To sample or not to sample?

137 Views Asked by At

I have the following issue (I want to predict sports results). Let $X$ be a discrete RV with $m$ possible outcomes, each having probability $p_i$, for $i=1,\ldots,m$. Assume that I have a large iid sample $X_1,\ldots,X_n$, where each variable has the same distribution as $X$. Now, to make a prediction for each $X_k$ (before its actual value is drawn) I could just always predict outcome $i^*$ with largest probability $p^*_i$. Then, in expectation, I would be right on $n\cdot p^*_i$ samples.

Alternatively, I could sample from the distribution of $X$, that is, for each $X_k$ predict value $i$ according to $p_i$. Then, the probability that my prediction for $X_k$ equals the actual draw of $X_k$ is

$$q=P[\hat{X}_k=X_k]=\sum_{i=1}^m P[\hat{X}_k=i]P[X_k=i]=\sum_{i=1}^m p_i^2.$$

Thus, according to this approach, the probability that I am correct on $r$ predictions is $B(r;n,q)=\binom{n}{r}q^r(1-q)^{n-r}$. Now, what is the probability that this approach gives me at least $n\cdot p_i^*$ correct results (i.e., $B(n\cdot p_i^*;n,q)+\cdots+B(n;n,q)$)? Are there any known general results on this? How does the answer depend on the distribution of $X$ (e.g. uniform, skewed, ...)?

In other words, should I sample (approach 2) or just predict the most probable outcome (approach 1)? (Did I make any mistakes somewhere?)

2

There are 2 best solutions below

3
On BEST ANSWER

$\sum_{i=1}^m p_i^2 \le \sum_{i=1}^m p_ip_{max} = p_{max}\sum_{i=1}^m p_i = p_{max}.$

2
On

You can prove that your sampling method is no better than the easier, choose-the-best-bet method. I.e. $\sum_i p_i =1,\ p_i > 0\ (\forall i) \implies \sum_i p_i^2 \leq \max_i p_i$.
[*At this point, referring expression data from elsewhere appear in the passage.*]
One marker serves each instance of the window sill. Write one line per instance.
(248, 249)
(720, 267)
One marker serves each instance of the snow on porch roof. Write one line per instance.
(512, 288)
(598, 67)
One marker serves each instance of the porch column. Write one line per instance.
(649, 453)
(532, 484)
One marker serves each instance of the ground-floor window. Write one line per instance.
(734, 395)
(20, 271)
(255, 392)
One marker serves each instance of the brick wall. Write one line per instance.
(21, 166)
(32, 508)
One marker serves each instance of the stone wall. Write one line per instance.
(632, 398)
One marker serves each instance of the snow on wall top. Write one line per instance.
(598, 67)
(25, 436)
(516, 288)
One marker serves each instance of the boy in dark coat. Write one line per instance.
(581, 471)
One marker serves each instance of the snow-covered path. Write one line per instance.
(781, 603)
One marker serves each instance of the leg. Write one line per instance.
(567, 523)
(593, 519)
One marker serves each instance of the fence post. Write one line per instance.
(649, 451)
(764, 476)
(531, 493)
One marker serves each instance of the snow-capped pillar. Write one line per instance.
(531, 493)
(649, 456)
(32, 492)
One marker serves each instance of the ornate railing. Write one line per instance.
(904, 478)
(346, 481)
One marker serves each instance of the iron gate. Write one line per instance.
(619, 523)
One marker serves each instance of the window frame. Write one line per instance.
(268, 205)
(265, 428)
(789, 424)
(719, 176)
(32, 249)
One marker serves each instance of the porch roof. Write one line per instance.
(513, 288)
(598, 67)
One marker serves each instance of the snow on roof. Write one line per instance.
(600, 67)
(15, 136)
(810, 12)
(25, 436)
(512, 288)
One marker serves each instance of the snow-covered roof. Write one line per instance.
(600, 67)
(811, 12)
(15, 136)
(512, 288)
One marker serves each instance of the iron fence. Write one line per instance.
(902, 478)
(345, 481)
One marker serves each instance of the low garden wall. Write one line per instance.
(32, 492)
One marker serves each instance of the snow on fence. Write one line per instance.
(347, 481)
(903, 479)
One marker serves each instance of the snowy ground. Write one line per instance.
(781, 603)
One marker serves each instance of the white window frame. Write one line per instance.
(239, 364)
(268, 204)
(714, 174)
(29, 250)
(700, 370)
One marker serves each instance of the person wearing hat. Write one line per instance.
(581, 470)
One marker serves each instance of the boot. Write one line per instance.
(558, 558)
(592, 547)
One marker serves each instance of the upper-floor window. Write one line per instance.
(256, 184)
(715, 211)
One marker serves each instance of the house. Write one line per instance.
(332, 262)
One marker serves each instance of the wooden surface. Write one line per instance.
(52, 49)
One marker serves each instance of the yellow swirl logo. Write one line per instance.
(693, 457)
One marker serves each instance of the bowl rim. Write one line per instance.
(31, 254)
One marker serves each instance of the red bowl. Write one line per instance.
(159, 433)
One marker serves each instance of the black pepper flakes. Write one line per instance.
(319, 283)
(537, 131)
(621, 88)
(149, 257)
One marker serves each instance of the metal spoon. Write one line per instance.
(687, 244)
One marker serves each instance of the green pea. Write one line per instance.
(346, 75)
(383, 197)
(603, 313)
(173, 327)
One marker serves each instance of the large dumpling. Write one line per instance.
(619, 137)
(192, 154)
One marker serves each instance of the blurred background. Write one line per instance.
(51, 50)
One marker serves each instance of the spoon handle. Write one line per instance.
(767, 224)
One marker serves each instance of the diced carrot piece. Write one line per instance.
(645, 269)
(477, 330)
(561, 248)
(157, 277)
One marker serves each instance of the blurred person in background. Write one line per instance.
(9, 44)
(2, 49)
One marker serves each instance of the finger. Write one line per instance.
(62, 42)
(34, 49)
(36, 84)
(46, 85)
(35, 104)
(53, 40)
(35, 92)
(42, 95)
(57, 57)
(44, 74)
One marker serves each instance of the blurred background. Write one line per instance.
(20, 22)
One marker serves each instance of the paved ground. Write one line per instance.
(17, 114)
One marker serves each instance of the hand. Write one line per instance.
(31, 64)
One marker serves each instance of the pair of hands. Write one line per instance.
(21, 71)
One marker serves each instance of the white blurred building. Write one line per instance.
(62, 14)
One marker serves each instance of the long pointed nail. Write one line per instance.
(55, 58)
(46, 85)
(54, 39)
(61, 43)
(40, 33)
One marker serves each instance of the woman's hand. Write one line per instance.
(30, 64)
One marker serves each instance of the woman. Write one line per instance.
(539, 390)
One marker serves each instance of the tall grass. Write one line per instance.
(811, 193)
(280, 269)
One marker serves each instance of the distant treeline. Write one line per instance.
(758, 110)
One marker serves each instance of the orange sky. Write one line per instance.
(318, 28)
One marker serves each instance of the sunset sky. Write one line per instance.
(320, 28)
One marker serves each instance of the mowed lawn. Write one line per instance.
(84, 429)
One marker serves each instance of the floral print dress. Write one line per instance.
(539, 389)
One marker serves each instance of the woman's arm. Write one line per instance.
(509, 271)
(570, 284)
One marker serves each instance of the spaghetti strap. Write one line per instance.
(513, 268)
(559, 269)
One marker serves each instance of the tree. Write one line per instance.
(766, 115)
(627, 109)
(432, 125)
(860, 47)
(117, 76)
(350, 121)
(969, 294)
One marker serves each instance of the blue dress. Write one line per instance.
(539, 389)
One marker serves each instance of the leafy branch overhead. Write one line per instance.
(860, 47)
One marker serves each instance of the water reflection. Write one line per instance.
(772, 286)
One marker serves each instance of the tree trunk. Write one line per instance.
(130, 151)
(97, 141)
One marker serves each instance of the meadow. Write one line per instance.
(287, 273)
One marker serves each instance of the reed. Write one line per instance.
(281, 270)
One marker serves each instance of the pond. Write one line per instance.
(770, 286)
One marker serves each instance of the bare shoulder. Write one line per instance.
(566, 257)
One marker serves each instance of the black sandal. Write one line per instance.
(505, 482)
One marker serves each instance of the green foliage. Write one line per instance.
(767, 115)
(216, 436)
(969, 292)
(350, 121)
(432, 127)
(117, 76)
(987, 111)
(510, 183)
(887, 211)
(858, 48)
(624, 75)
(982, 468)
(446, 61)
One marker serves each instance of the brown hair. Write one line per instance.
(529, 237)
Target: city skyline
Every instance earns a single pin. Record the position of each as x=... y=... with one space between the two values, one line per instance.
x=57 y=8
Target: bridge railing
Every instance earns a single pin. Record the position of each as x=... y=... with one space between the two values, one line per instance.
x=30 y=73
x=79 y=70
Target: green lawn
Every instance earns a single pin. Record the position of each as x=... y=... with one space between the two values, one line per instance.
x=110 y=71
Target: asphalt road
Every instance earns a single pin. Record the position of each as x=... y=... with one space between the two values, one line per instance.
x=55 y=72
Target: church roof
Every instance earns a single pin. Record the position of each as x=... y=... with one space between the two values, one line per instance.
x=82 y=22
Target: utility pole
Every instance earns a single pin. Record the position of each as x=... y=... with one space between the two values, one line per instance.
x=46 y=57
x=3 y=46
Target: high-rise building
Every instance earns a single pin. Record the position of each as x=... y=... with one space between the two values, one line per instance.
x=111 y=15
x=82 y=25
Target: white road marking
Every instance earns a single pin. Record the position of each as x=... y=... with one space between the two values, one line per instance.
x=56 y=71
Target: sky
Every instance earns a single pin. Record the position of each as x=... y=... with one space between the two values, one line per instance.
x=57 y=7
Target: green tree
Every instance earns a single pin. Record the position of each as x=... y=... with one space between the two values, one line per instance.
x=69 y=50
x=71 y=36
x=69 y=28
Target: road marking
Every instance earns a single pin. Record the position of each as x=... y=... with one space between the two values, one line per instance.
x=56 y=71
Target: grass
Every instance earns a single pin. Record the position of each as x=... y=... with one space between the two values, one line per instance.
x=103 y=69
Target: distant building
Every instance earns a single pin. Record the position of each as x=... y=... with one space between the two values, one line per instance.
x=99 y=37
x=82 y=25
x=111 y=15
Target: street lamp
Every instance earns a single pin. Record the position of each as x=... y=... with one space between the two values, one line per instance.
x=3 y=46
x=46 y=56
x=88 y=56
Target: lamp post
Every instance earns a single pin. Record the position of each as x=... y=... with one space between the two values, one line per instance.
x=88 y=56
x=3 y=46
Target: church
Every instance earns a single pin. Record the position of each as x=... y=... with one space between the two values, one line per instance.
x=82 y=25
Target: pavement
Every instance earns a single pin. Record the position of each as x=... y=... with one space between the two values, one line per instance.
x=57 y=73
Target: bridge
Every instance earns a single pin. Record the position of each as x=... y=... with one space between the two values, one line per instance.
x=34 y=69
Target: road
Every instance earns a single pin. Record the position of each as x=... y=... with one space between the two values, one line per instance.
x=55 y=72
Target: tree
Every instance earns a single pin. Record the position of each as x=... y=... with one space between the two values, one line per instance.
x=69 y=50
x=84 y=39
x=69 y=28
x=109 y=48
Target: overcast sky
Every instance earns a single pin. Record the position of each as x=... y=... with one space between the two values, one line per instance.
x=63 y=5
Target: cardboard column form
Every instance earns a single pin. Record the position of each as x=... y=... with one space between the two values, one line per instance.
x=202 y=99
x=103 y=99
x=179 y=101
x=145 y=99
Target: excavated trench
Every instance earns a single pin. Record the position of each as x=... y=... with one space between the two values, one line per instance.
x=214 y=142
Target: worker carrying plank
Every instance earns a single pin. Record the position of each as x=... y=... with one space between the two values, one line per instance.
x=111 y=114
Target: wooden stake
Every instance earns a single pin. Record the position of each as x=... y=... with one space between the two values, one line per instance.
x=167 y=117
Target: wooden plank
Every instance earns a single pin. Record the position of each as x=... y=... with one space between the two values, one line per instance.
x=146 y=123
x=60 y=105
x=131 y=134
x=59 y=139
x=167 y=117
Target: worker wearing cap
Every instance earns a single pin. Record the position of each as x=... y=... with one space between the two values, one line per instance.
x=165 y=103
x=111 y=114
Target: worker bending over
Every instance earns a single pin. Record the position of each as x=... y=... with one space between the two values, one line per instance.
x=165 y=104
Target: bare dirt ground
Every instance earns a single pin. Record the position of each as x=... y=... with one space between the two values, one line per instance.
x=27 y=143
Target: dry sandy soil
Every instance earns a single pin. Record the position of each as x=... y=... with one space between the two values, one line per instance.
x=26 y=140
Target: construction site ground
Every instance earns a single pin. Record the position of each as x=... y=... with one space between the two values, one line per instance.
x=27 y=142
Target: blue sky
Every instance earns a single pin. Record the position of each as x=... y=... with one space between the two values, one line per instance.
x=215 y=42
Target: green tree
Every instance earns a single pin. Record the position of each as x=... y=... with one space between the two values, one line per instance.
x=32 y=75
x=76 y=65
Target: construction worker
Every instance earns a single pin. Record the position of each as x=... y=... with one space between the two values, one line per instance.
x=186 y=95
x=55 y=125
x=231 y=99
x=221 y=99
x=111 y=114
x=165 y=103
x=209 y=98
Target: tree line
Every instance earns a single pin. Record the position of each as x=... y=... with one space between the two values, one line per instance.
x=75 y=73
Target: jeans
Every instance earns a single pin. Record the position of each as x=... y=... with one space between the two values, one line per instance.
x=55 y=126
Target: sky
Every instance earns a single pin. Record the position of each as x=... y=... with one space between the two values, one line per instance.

Ignoring the positivity constraint and using Lagrange multipliers to maximise the sum of the squares. The Lagrangian is $\mathcal L(p_1,\dots,p_m,\lambda):= \sum p_i^2 + \lambda(\sum p_i-1)$, therefore our necessary condition is $\frac {\partial \mathcal L}{\partial p_i} = \frac {\partial \mathcal L}{\partial \lambda}=0$,

\begin{align} 0 &= \frac {\partial \mathcal L}{\partial p_i} \\ &= 2p_i+\lambda \\ \implies p_i &= -\frac \lambda 2 \\\\ 0 &= \frac {\partial \mathcal L}{\partial \lambda} \\ &= \sum p_i-1 \\ &= m(-\frac\lambda 2) - 1 \\ \implies \lambda &= -\frac 2m \\ \implies p_i &= \frac 1{m} \\ \implies \sum p_i^2 &\leq \sum \frac 1{m^2} = \frac 1{m} \leq \max_i p_i \end{align}

The first inequality comes from the fact that the value attained is indeed a maximum (this requires proof, although it's not too difficult. This is where we use positivity). The second inequality comes from the fact that the maximum must be greater than the average.

It's worth noting that if the distribution isn't uniform then the last inequality is strict, and the simpler method is strictly better.